Les douces pensées de l’amitié.

Ainsi, il me souvient que l’été dernier, à la campagne, par un beau clair de lune, je descendais dans le verger cueillir des pêches glacées par la brise du soir, ou bien j’allais dans les vignes ramasser des raisons à la souche. Les mains pleines de fruits, je me plaisais à me diriger sur une colline aride qui domine le château [de Lavagnac]; de là, à voir dans la plaine la fumée incertaine s’élever sur les toits d’une douzaine de villages; dans la plaine, l’Hérault brailler dans l’obscurité à travers quelques bosquets d’arbres. J’entendais le murmure expirant de ses eaux à une chaussée prochaine. Peu de choses auraient égalé ce qu’en de pareils moments l’amitié offre de délices. Assis sur un rocher nu, le souvenir de mes amis me faisait oublier les heures.
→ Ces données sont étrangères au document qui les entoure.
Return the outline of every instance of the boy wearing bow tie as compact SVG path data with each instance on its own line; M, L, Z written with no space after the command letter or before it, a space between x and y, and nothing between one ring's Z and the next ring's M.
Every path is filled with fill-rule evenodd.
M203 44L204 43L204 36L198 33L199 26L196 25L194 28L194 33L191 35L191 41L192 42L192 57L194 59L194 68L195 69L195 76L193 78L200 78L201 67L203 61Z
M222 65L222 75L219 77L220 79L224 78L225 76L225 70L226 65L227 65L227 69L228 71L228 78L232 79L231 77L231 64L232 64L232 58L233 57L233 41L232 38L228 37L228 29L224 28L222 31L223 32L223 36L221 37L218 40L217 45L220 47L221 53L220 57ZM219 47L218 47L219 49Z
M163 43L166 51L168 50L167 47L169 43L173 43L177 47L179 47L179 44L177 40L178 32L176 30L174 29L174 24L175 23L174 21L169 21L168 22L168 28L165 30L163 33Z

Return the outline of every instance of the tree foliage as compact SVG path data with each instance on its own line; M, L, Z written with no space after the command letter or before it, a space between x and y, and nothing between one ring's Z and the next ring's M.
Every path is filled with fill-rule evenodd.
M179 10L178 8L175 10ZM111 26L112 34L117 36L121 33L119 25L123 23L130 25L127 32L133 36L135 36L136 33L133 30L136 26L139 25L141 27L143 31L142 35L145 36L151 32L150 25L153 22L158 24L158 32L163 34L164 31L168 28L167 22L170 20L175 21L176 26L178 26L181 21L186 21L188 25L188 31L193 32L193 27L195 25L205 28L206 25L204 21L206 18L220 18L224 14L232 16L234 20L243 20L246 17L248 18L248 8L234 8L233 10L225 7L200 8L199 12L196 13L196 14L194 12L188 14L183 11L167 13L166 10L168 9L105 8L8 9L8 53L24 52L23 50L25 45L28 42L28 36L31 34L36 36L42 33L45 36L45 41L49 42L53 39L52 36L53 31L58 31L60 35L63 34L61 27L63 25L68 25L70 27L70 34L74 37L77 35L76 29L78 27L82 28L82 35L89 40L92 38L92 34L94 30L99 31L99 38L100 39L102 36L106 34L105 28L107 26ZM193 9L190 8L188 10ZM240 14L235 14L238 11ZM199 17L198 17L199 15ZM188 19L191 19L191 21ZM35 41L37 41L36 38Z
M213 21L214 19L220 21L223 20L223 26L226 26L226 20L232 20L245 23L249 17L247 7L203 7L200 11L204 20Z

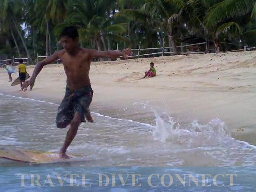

Ainsi m’arrivait-il de songer à ce voyage nocturne qui avait terminé un autre voyage de deux cents lieues, où, seul, à pied, j’avais, à minuit, regagné le manoir paternel, et où, pour charmer les fatigues du chemin, je m’étais figuré au bras de celui que j’aime entre tous mes amis, lui racontant les aventures de la route.

D’après T.D. t. 43, p. 219 et suivantes (juin 1829), D00294.